Well, it involves the way the page checksum algorithm aggregates values. It turns out that a certain repeating bit pattern on adjacent words can cause the Fletcher’s Checksum algorithm (the one that’s used – it’s way cheaper than a full CRC-based checksum – see this Wikipedia link) to fail because of the order insensitivity of the algorithm (it’s explained in the Wikipedia link, under the section Weaknesses of Simple Checksums) and the fact that it can’t distinguish between a block of zeros and a block of ones (described in the main Weaknesses section). The SQL Server implementation was supposed to work around that problem (making it more like a traditional Adler’s Checksum, from which the Fletcher’s Checksum is derived), but obviously it doesn’t work entirely correctly.
The bug hasn’t come to light until now because there has never been a possibility of having these bit patterns adjacent in a data value that would have a page checksum on, or at least it’s been highly unlikely and we all just got lucky. Now that the main Query Processor bug exists, it’s able to persist these bad values because of the page checksum hole. It’s just a nasty combination.
To make matters worse, unfortunately DBCC CHECKDB also has an issue where it also fails to spot this corruption. DBCC CHECKDB uses the buffer pool to do all it’s I/O, and because the page checksum comes back clean (from the broken algorithm), DBCC CHECKDB does a reduced-scope page audit, and so misses the new corruption problem. That issue has been there since my rewrite in SQL Server 2005.
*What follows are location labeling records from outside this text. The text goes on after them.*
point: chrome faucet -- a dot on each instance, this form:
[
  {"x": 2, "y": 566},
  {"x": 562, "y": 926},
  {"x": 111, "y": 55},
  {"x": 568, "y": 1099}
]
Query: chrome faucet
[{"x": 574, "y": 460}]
So it’s really a trifecta of nasty bugs, only two of which I’m responsible for (the Query Processor bug is new). I can only apologize I guess.
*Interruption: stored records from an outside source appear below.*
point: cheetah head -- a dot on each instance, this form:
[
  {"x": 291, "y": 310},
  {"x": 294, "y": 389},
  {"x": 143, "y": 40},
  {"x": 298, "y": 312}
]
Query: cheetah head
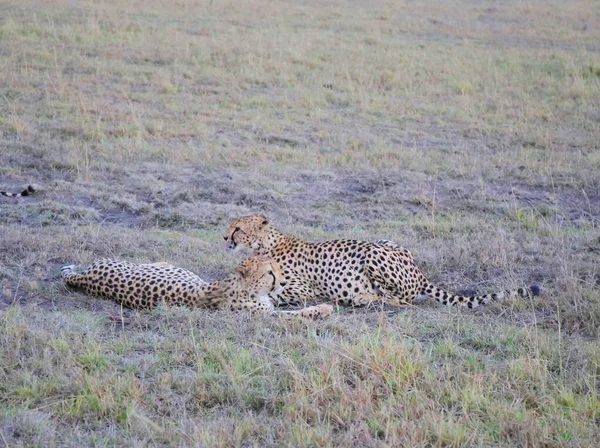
[
  {"x": 261, "y": 276},
  {"x": 247, "y": 232}
]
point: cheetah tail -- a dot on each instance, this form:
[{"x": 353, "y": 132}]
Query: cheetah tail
[
  {"x": 471, "y": 302},
  {"x": 27, "y": 192}
]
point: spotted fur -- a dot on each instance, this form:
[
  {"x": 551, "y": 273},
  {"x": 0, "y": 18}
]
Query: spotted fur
[
  {"x": 26, "y": 192},
  {"x": 348, "y": 272},
  {"x": 143, "y": 286}
]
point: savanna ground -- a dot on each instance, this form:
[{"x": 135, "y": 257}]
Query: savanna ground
[{"x": 467, "y": 131}]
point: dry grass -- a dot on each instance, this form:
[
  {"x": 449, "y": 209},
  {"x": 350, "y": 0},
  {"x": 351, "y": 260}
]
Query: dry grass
[{"x": 467, "y": 131}]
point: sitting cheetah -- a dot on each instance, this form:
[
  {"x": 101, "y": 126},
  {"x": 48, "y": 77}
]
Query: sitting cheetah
[
  {"x": 146, "y": 285},
  {"x": 347, "y": 271}
]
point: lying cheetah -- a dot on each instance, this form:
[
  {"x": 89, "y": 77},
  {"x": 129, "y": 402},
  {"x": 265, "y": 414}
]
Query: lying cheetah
[
  {"x": 26, "y": 192},
  {"x": 349, "y": 272},
  {"x": 142, "y": 286}
]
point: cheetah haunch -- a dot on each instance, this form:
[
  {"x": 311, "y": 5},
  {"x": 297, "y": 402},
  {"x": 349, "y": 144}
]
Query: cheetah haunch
[{"x": 348, "y": 272}]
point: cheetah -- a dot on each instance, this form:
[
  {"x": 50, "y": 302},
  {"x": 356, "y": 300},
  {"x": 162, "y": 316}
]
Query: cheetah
[
  {"x": 143, "y": 286},
  {"x": 26, "y": 192},
  {"x": 349, "y": 272}
]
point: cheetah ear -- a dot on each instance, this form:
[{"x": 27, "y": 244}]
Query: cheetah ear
[{"x": 242, "y": 270}]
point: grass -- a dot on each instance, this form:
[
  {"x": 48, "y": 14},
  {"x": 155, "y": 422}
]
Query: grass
[{"x": 465, "y": 131}]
And the final kicker is that because the page checksum algorithm is compromised, backup checksums also don’t find the problem so most people’s 2008 R2/2012/2014 backups are also corrupt. Even restoring the backup and running DBCC CHECKDB won’t find the problem because of the page checksum bug I describe above.
It’s a pretty sucky combination that’s going to cause a lot of hassle for people to figure out whether they’ve been affected or not. From what we can tell, many people will have undetectable corruption that will continue to get worse until it causes query failures or the Storage Engine sets the database offline. It seems to be more common with OLTP query patterns so far, and 7 of our long-term clients have discovered they have this ‘undetectable’ corruption after I checked them all last week.
How can you tell if you have the corruption?
It’s not a simple test to figure out whether you have the problem, but with some luck you may be able to spot it. I know how to find it using a hex editor to search through data files (which I’ll explain below) and I’ll write some code that uses DBCC PAGE … WITH TABLERESULTS and some post-processing once I have a 100% accurate test and then I’ll blog the code.
In the meantime, here’s an example using XVI32 (note that XVI32 will truncate data files larger that 2GB so you’ll need to use my other favorite freeware hex editor HxD).
You need to set the database you suspect (I’d test all of them to be sure, including master, but you don’t need to check msdb) to be offline and then open it with your hex editor. Then you need to search for the bit pattern of all ones followed by all zeroes, for 32-bits each.
Here’s an example from a 2012 database:
You really think there would be day-1 bugs in DBCC CHECKDB and the page checksum algorithm? Oh ye of little faith!